There’s a growing narrative that AI agents can now “code for hours” and build meaningful applications with minimal human involvement

I’ve spent a bit of time looking into this, and I found myself slightly unconvinced—not because it isn’t happening, but because the framing doesn’t quite line up with how software engineering actually works.

If an agent is genuinely producing useful software over an extended period, then one of three things must be true:

The problem is very tightly constrained
The quality bar is lower than we’d normally accept
Or we’re not talking about typical engineering problems

In practice, it’s usually a combination.

Three patterns hiding behind the headline

What’s being described as “hours of autonomous coding” tends to fall into three fairly distinct categories.

1. Well-bounded, conventional problems

If you point an agent at something like a CRUD application, an API layer, or a simple front end, it can make steady progress for quite a long time.

That’s not especially surprising. These are problems with well-established patterns, strong framework defaults, and relatively little ambiguity. The “specification” is largely implicit.

The agent isn’t designing something new—it’s assembling something familiar.

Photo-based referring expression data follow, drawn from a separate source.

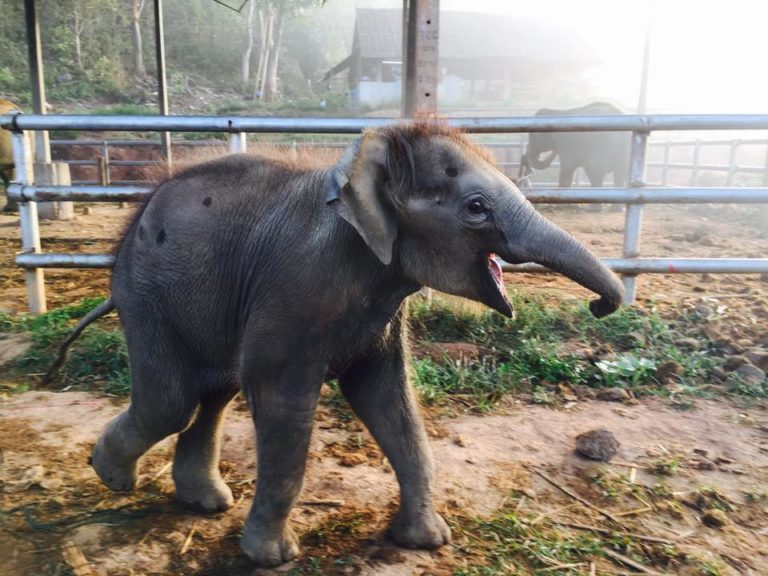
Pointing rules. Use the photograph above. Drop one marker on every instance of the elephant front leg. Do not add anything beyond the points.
(380, 394)
(283, 411)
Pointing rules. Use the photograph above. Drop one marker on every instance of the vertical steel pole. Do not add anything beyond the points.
(765, 174)
(634, 216)
(35, 54)
(642, 99)
(237, 142)
(30, 232)
(732, 162)
(665, 168)
(162, 87)
(696, 161)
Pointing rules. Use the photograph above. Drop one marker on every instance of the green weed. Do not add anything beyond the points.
(510, 544)
(97, 359)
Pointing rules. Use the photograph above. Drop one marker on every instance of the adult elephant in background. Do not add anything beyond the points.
(597, 152)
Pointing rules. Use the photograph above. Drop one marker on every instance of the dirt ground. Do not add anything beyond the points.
(56, 518)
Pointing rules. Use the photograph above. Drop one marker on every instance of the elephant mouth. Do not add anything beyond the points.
(494, 294)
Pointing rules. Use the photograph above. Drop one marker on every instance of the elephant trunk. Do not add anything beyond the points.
(539, 240)
(532, 160)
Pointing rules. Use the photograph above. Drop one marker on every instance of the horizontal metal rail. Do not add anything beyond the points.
(618, 265)
(667, 266)
(713, 167)
(613, 123)
(51, 193)
(649, 195)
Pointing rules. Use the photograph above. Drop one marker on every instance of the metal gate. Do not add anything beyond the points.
(635, 195)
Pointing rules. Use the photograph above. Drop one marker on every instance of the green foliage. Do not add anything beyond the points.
(517, 545)
(527, 353)
(97, 359)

2. Iteration loops at scale

A lot of what looks like sustained progress is really just persistence:

generate → run → error → fix → repeat

Given enough cycles, this converges more often than you might expect, particularly if there are tests or clear runtime signals to guide it.

This is useful, but it’s worth being precise about what it is. It’s not architectural reasoning—it’s search with feedback.

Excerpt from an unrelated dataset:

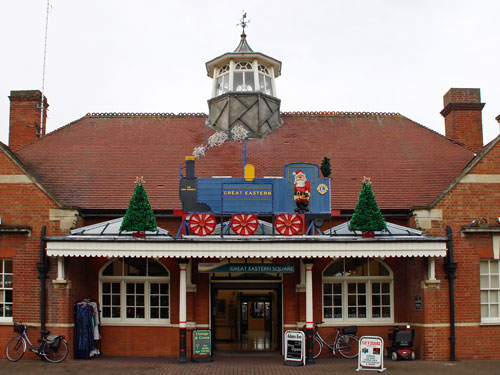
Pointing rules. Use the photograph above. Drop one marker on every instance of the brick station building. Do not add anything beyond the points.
(76, 182)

That distinction matters once you move beyond straightforward problems.

3. Pre-engineered environments

Many of the more impressive examples rely on a well-prepared starting point: clean codebases, sensible structure, decent test coverage.

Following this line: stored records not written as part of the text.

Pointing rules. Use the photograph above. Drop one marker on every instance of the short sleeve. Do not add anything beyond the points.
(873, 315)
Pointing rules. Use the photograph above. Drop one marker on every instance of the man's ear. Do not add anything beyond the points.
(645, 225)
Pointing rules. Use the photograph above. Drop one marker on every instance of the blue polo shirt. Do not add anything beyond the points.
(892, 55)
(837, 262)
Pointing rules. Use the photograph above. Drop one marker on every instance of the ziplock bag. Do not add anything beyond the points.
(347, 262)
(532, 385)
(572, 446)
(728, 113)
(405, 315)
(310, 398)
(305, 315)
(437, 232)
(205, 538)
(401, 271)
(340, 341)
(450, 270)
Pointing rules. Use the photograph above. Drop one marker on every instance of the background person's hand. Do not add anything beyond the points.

In other words, the environment is doing a lot of the work.

Agents perform well when the constraints are already in place. Remove those constraints, and the results become far less predictable.

Where this breaks down

The limitations show up in the areas you’d expect:

Ambiguous or evolving requirements
Trade-offs between competing concerns
Long-term maintainability
Cross-cutting issues like security, cost, and performance

These aren’t edge cases. This is most real-world software.

Agents don’t handle these particularly well—not because they’re flawed, but because these problems aren’t easily reduced to a closed loop with a clear success condition.

What is changing

There is a genuine shift, but it’s not quite the one being advertised.

The leverage is moving upstream.

The more precisely you define:

constraints
structure
expected behaviour

the more effective the agent becomes.

Which leads to a slightly counterintuitive point:

If you want an agent to run for hours and produce something useful, you generally need to invest more effort in the specification, not less.

A more realistic model

The pattern that seems to work is relatively straightforward:

Humans define the architecture, invariants, and boundaries
Agents handle localised implementation and iteration
Tooling provides continuous validation

That combination is powerful. It can significantly increase execution throughput.

But it’s not autonomous software engineering in any meaningful sense. It’s assisted implementation with a very fast feedback loop.

Final observation

There’s real value here, particularly for well-understood domains and repetitive tasks.

But it’s worth separating two ideas that are often conflated:

an agent generating code continuously for an extended period
an agent designing and delivering a robust, production-quality system

Those are not the same thing.

And for now, the second still depends heavily on human judgement.